Rigatoni Vesuvio

Vesuvio de Rigatoni
Don Alfonso 1890
Chef: Alfonso y Ernesto Iaccarino
Country: Italia
City: 80064 Sant’Agata sui due Golfi (Nápoles)
Address: Corso Sant’Agata,11
(+39) 0818780026

This Iaccarino family recipe, one of the flagships of this legendary restaurant, fits entirely within the products and tastes of Italy. It is a recreation of a historic recipe that preserves all of the essence of the past, adapted to modern values. Even aesthetically, it remains academic—a timbale, inspired by the countryside in charismatic Vesuvio. The pasta, cooked masterfully, retains its identity in flavor and texture, even though it is served evenly and precisely imbued with its accompaniments. Among them the tomato sauce, a wonderful, succulent ragu whose liveliness stems from a myriad of ingredients. Other typical ingredients contribute to its magical exquisiteness: mozzarella and basil sauces, basil leaves and pork meatballs inside the timbale. A harmonious and wonderful succession of familiar flavors, each of them a part of the world of pasta and universally loved. It will be difficult—indeed, almost impossible—to express the region’s popular cultural heritage with such vitality.



The Recipe



Ingredients

  • 260g rigatoni
  • 50g peas
  • 250 mozzarella
  • 60g ground pork
  • 30g bread, crust removed
  • 6 cl milk
  • 50 basil leaves
  • 5 dl extra virgin olive oil
  • 15g onion
  • 300g tomato ragu (*)
  • 2 eggs
  • 10 g garlic
  • pepper
  • salt

Method

Make small meatballs with the ground pork, bread soaked in milk, one egg, the finely chopped garlic, salt and pepper.
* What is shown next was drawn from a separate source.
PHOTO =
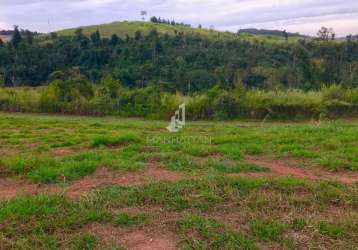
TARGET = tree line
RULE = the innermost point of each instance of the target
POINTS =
(183, 62)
Brown them in extra virgin olive oil.

Blanch 40 basil leaves and grind them with some oil to make a basil sauce.

Warm 4 cl of milk, add 70g of finely sliced mozzarella and cook in a bain-marie to make a mozzarella sauce.

Sauté the peas with the previously browned onion; thinly slice the remaining 180g of mozzarella.
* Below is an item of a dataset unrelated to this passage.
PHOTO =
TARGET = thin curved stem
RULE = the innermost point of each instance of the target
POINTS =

Boil the other egg in water for 7 minutes, allow to cool, then finely chop.

Cook the rigatoni for 3 minutes, giving them a creamy consistency by incorporating half of the ragu and half the basil.

In a tin container 8cm in diameter lined with plastic wrap, shape a timbal with the rigatoni, mozzarella slices, peas, chopped egg, small meatballs and basil (it is a good idea to place mozzarella in the base as well as the top of the timbal to hold the ensemble together).
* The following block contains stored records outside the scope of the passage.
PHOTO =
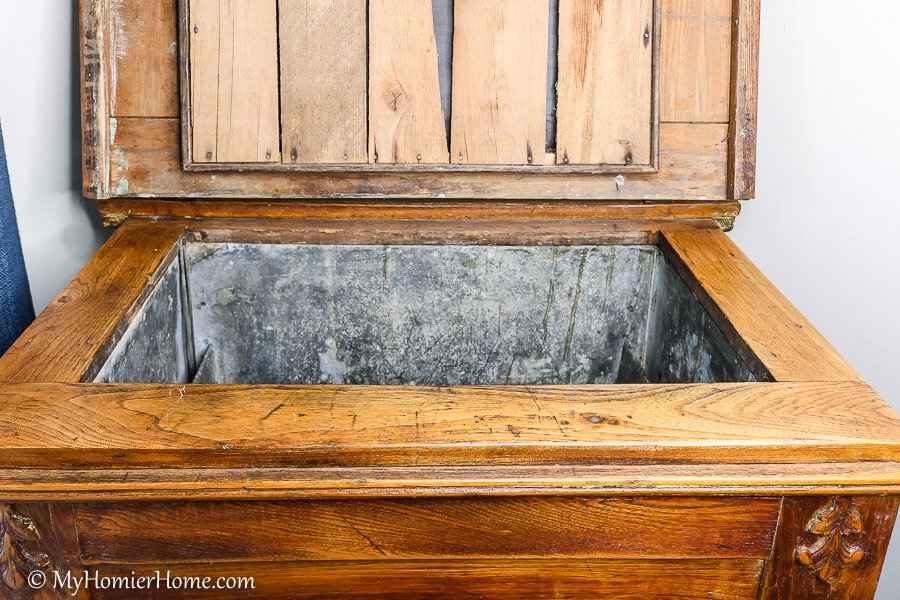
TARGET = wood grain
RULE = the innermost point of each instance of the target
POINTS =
(601, 480)
(765, 328)
(125, 426)
(144, 59)
(147, 163)
(448, 528)
(399, 210)
(234, 80)
(406, 121)
(323, 81)
(95, 134)
(499, 111)
(786, 578)
(695, 68)
(605, 83)
(68, 342)
(497, 580)
(744, 100)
Bake for 14 minutes in the oven at 160ºC.

Remove from the mold and position in a dish. Finish with the tomato ragu, mozzarella sauce, basil sauce, a few basil leaves and a ribbon of extra virgin olive oil.

 

(*)Tomato ragu
Ingredients

  • 200g pork loin
  • 200g pork chops
  • 80 g bread (2 slices)
  • 1 dl aged red wine vinegar
  • 3 garlic cloves
  • 20 g finely chopped parsley
  • 40g pine nuts
  • 40g raisins
  • 50g onion
  • 1 dl extra virgin olive oil
  • 0.5 dl white wine
  • 2kg San Marzano tomato sauce

Method

Prepare 4 pork chops along with the loin, which should be flattened to a thickness of 3mm and rolled up with the raisins, pine nuts, finely chopped garlic and parsley and a pinch of salt. Tie the rolls with fine butcher’s string.

Dip the bread slices in vinegar, lightly drain them and brown them in extra virgin olive oil. Remove them immediately from the pan.

In the same pan, brown the pork chops, the pork rolls and a whole onion, which should be removed as soon as it starts to turn golden. Deglaze with the white wine. Next, add the San Marzano tomato sauce and simmer at constant low heat for about 2 and 1/4 hours.

The hot bread slices are delicious. In the old days, we used to draw straws and even cheat to decide who would get them.